20th Feb, 2006 - Bird flu outbreak in Nandurbar in Maharashtra has created panic in poultry and associated sectors. News of death of 1,000 chickens at a farm in Etawah, Uttar Pradesh, has added to the panic. Reports, however, suggested the cause of death as a fungal infection and not bird flu.

“The panic is unnecessary. People at risk are those who were in direct contract with infected birds and not those eating cooked chicken or eggs,” said Dr Silvaraj, head (South India), National Egg Coordination Committee.

Delhi-based Maurya Sheraton’s General Manager Deepak Haksar said, “We are serving chicken to the guests. There is no alert by the city administration. Our supply is of good quality.”

Bombay Municipal Corporation Commissioner Johny Joseph said people need not panic at this stage as the situation was under control.

Nandurbar and Dhule districts in Maharashtra are the only areas that have been affected. “Precautionary measures are in place to prevent the flu from spreading further. Thus there is no reason for the Tamil Nadu or the Delhi market to panic,” said Shyam Kuldeep Singh, general manager (north) with Venkateshwara Hatcheries.

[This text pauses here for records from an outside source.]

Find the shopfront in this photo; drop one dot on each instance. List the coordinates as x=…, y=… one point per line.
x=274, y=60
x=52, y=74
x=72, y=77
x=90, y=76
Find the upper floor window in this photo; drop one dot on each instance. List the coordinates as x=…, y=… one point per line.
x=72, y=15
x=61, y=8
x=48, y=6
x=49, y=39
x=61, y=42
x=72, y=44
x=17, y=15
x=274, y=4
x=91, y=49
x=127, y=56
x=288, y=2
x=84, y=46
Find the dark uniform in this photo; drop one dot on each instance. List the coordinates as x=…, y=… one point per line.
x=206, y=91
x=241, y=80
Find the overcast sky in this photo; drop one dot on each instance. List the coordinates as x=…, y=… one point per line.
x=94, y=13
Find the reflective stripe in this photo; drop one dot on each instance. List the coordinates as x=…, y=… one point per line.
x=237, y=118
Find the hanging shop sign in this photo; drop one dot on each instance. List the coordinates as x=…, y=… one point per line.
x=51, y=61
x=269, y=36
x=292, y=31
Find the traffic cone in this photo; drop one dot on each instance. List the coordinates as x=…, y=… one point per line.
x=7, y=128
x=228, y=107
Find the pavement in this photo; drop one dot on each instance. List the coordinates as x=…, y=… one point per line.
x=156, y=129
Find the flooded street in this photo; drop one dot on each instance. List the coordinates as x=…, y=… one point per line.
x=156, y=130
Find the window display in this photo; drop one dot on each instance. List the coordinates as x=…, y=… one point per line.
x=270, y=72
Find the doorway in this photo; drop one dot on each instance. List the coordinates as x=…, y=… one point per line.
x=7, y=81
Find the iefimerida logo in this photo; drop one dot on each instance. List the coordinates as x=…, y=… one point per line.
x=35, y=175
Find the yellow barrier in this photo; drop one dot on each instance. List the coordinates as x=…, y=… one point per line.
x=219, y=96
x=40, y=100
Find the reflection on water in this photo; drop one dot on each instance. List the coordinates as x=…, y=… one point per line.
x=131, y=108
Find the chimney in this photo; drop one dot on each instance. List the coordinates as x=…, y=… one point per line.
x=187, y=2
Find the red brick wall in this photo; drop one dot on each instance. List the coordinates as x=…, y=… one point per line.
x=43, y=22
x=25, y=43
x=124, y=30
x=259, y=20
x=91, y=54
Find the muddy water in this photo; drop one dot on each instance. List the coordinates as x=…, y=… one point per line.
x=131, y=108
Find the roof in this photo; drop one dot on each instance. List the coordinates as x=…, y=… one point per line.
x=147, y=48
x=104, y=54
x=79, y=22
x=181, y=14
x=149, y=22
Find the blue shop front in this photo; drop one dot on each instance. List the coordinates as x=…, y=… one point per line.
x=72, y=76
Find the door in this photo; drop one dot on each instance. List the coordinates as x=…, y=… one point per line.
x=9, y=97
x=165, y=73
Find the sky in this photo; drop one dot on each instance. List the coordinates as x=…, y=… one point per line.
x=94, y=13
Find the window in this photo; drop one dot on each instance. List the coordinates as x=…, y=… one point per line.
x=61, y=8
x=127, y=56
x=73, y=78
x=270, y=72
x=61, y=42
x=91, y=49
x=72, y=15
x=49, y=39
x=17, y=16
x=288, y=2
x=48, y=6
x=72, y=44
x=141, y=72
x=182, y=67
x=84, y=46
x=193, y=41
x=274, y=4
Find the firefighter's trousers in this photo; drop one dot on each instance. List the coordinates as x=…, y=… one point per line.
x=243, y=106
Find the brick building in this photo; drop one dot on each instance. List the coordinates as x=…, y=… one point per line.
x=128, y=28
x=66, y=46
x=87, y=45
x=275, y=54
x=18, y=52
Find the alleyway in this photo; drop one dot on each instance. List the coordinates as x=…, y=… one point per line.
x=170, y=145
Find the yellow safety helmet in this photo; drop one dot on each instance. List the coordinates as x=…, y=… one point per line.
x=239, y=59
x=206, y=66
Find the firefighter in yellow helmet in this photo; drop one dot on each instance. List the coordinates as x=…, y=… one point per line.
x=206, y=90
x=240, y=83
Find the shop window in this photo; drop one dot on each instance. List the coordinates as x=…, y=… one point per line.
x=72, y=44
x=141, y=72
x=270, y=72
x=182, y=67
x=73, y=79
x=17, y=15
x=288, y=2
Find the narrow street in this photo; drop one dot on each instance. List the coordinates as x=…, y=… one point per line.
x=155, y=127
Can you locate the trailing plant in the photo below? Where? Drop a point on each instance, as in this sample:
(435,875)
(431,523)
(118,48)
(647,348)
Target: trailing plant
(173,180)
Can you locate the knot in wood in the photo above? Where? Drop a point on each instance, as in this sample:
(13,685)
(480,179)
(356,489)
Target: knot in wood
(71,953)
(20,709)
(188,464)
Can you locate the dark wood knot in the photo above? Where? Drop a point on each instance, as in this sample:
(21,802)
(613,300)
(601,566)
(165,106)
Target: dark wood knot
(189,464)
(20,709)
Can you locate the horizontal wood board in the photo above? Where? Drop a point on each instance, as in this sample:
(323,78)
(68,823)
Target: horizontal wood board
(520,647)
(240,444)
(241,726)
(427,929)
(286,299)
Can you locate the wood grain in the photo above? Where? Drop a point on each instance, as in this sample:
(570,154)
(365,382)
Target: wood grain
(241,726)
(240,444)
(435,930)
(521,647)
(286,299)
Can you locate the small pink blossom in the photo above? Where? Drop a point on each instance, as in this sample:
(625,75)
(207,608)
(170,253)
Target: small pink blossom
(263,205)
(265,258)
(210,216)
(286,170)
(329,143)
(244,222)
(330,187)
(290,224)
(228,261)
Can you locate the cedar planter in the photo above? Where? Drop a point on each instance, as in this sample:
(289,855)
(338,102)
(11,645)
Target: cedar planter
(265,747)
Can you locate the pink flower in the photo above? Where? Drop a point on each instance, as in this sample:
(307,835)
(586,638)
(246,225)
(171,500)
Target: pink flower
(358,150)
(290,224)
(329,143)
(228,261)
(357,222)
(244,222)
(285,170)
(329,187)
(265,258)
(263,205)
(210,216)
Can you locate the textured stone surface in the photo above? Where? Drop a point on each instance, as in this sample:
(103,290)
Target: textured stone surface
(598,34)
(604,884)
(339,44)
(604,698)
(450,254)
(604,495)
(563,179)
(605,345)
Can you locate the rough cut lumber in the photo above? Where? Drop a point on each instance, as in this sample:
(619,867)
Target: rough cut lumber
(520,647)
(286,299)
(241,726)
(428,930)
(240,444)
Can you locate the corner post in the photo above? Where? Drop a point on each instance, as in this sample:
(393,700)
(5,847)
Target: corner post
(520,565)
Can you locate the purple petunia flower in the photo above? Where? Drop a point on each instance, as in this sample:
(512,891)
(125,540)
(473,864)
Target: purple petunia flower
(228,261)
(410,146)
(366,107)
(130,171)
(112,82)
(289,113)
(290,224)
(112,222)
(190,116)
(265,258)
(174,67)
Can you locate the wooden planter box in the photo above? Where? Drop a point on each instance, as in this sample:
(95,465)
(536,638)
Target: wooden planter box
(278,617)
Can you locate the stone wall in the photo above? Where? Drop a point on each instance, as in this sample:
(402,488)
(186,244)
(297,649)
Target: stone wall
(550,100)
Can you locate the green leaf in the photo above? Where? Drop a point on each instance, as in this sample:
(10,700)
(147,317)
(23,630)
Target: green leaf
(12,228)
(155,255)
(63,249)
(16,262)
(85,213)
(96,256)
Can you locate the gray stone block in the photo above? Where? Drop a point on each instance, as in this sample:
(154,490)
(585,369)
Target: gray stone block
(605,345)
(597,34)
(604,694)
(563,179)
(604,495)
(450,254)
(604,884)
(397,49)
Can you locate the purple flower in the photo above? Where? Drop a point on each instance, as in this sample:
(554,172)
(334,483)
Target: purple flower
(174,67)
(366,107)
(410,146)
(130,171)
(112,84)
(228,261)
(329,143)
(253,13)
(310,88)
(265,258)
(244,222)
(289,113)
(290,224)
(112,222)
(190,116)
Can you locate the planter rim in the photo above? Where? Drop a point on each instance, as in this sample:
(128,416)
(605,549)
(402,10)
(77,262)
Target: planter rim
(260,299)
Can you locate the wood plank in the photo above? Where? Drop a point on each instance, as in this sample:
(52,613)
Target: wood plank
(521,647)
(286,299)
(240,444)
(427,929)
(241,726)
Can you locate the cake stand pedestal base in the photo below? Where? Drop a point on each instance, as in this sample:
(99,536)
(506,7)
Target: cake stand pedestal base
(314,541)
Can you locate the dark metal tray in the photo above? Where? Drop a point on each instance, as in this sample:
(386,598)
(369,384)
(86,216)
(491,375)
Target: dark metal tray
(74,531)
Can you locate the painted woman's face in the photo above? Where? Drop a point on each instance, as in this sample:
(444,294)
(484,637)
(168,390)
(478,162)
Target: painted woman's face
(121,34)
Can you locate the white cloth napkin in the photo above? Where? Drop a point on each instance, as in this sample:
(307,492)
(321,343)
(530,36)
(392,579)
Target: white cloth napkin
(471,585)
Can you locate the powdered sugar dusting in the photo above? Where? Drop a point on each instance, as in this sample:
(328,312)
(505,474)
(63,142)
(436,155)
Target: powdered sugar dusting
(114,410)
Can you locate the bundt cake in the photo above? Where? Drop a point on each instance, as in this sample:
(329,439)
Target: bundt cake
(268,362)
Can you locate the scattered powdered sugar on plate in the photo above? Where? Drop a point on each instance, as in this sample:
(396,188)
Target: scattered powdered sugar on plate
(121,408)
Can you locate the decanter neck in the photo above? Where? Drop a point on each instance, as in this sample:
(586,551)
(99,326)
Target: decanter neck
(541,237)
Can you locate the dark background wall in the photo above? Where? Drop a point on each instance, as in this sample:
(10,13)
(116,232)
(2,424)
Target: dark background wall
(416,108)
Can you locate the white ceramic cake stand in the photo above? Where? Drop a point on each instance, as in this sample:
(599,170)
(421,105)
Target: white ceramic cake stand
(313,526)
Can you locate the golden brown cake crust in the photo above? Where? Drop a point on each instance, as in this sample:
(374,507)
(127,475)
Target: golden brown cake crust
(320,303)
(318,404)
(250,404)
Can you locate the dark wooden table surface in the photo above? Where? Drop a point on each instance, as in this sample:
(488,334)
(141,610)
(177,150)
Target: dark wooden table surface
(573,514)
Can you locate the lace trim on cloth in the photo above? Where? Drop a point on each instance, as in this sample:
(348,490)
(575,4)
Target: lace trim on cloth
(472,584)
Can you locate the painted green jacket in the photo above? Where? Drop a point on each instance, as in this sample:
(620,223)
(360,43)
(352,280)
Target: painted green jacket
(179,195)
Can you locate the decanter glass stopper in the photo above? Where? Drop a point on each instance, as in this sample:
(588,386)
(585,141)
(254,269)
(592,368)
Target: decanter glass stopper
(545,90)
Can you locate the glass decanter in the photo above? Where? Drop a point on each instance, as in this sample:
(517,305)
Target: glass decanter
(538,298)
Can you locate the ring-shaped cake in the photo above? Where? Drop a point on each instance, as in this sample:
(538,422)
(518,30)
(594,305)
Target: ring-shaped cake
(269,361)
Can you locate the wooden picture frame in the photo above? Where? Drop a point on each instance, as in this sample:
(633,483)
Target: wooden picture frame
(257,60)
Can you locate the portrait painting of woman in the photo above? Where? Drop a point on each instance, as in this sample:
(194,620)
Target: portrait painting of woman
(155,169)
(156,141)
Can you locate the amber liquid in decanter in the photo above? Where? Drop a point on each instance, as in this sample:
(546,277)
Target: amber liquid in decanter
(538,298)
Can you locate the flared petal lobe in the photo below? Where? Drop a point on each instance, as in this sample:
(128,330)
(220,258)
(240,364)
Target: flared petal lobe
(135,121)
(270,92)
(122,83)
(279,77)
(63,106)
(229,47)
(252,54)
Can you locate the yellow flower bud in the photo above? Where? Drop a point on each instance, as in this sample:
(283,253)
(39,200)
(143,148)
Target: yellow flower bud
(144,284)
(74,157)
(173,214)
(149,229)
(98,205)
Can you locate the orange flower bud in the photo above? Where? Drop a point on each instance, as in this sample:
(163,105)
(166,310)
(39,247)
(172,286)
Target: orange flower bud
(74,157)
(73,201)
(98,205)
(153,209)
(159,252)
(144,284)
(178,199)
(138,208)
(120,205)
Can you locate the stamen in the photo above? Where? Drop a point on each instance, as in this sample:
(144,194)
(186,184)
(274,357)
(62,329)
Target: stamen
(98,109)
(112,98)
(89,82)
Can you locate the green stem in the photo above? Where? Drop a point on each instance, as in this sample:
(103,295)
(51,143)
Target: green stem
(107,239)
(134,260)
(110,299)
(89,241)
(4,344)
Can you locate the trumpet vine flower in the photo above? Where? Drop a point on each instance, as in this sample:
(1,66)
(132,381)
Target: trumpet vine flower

The outbreak of bird flu was declared following death of 50,000 birds in the region. Since then, about 2 lakh chickens have been slaughtered there.

Most state governments have decided to meet the industry members to prepare for any exigency.

“There is no problem whatsoever in Tamil Nadu, the largest chicken market in South India, which consumes 40 lakh birds a week. No incident has been reported so far. The Animal Husbandry department has, however, called for a meeting with the industry members and medical experts tomorrow in Chennai to work on preventive as well as remedial measures,” said R. Laxmanan, chairman of the state’s Broiler Coordination Committee.

Associated industries like feed, which include soymeal, wheat barn, maize, other fibrous feed and vitamins are, however, likely to be hit in the short term.

India’s annual consumption of poultry feed is about 25 million tonne, said Rajesh Agarwal, president of the Soybean Oil Processors Association. “Out of this, soymeal is about 2 million tonne. The panic situation is likely to affect the domestic soymeal demand for at least the next one and a half months,” Agarwal added.